Langmuir, Vol.19, No.26, 10753-10763, 2003
Overcoming semipermeable barriers, such as the skin, with ultradeformable mixed lipid vesicles, transfersomes, liposomes, or mixed lipid micelles
We studied lipid aggregate penetration through nanoporous, semipermeable barriers by direct transport measurements in vitro and with the confocal laser scanning microscopy of the Skin in vivo. We found that it is necessary to use mixed lipid bilayers with a low resistance to permeabilization and high flexibility to overcome narrow, normally confining pores. Partial molecular demixing in the stressed vesicle bilayer serves both purposes. An aggregate comprising a suitable blend of amphipats (Transfersome, Tfs) is, therefore, extremely deformable and easily crosses even very narrow pores (r(Tfs) greater than or equal to 10r(pore), and possibly more). Each such vesicle then behaves as a responsive, self-optimizing, nanorobotic transport device.

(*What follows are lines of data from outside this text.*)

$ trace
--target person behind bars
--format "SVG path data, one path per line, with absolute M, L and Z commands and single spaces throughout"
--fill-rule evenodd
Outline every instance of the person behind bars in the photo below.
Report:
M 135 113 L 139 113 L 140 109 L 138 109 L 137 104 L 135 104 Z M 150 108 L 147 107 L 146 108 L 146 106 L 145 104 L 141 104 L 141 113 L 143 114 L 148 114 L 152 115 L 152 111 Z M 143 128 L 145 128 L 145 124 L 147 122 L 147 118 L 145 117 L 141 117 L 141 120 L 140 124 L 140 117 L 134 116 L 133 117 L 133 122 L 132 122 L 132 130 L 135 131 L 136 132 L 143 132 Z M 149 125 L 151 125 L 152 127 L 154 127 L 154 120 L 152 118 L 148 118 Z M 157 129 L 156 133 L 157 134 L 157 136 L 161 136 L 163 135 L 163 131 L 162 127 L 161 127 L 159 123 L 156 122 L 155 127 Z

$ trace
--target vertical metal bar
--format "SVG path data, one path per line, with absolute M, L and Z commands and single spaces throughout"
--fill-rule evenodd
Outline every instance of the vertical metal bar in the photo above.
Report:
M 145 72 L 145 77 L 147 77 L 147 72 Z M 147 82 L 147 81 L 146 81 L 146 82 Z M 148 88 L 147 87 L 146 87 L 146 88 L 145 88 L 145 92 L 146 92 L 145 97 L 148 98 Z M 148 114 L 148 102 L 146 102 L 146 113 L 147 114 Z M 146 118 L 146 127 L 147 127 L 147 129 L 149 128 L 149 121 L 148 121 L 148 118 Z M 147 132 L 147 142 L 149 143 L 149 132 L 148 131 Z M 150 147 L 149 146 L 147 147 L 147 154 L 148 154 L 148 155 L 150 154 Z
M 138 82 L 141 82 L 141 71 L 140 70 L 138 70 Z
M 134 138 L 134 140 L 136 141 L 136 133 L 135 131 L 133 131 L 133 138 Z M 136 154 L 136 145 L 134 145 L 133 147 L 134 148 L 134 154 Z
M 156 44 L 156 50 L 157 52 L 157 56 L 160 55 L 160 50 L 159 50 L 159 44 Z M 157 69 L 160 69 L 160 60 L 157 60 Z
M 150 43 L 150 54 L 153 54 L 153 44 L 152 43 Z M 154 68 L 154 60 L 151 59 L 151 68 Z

The mixed micelles with identical components or the simple vesicles (liposomes) with a similar size as that of unusually deformable vesicles do not share this quality. Liposomes only traverse barriers when r(lipos) less than or equal to 1.5r(pore); they clog narrower pores, unless they get fragmented in/before the orifice. Mammalian skin is perforated by a very large number (greater than or equal to10(7) cm(-2)) of very narrow (r(pore) similar to 0.3 nm) intercellular hydrophilic pores. These can be widened into the barrier-spanning, hydrophilic transcutaneous pathways (r(pathway) similar to 20-30 nm) by ultradeformable vesicles. Mixed micelles or liposomes do not activate such pores because they are respectively too small or too undeformable (kappa(lipos), > 10kappa(Tfs)) and large (2r(lipos)/nm greater than or equal to 45 much greater than 20) for the purpose. The outer two-thirds of the skin barrier also contain fewer but wider openings (r(pore) greater than or equal to 3 mum), which encircle groups of cells in the stratum corneum. The resulting sparse, low-resistance intercluster pathway can accommodate various sufficiently small aggregates (r(a) less than or equal to 2 mum), including liposomes and micelles. All the tested lipidic particles can, therefore, reach locally similar to60% of the skin barrier depth, on the average. Ultradeformable vesicles move through the skin most uniformly and to the greatest relative depth, however. Locally or near the skin surface the distribution of different lipid aggregates that penetrate a barrier can be similar.